1 (16 ounce) container pico de gallo salsa
1 pound cooked small shrimp
1 jalapeno pepper, seeded and chopped
1 avocado - peeled, pitted, and chopped

Nutrition Info

77.9 calories
carbohydrate: 2.8 g
cholesterol: 73.8 mg
fat: 2.9 g
fiber: 1.2 g
protein: 8.3 g
saturatedFat: 0.5 g
servingSize: -
sodium: 267 mg
sugar: 1.5 g
transFat: : -
unsaturatedFat: : -

Directions

  1. Mix pico de gallo, shrimp, and jalapeno pepper together in a bowl. Cover bowl with plastic wrap and refrigerate for flavors to blend, 8 hours to overnight.
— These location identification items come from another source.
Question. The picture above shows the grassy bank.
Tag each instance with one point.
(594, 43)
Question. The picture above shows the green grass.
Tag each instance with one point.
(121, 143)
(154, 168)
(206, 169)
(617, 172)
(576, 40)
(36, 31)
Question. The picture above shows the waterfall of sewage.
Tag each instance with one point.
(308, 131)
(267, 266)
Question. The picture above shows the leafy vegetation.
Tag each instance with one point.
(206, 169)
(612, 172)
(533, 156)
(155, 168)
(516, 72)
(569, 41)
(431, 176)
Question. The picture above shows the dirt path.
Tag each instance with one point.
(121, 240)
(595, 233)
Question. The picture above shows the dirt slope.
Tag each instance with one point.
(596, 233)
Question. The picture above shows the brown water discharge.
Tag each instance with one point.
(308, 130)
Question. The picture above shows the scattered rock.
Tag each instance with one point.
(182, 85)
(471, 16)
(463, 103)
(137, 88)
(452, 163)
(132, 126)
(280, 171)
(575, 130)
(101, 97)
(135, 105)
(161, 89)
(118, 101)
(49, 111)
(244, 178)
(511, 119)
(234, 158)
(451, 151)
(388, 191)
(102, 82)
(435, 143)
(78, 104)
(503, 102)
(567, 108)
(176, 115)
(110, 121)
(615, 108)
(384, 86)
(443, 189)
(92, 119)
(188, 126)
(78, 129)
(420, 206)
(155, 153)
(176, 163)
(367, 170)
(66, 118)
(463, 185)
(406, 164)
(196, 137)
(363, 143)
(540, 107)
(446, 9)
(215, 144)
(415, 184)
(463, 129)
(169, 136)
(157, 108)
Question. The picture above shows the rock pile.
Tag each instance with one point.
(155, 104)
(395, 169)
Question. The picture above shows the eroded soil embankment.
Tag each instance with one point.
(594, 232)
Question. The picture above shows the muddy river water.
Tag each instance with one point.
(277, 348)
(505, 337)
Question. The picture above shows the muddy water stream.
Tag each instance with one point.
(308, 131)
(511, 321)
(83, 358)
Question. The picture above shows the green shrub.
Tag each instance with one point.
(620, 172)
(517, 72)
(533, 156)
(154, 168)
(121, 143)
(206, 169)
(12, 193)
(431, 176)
Fold avocado into mixture just before serving.

Recipe Yield

12 servings

Recipe Note

I went to a restaurant and spent an arm and a leg to try this appetizer. Once it came out, I was dumbfounded on how easy it would be to make. So I made it and even tweaked it a little and everybody loves it. Serve with tortilla chips such as Tostitos® Scoops!®. I have used different kinds of pico de gallo ranging from the mango to chipotle. To prevent your avocado from browning, chop it up and mix in right before serving.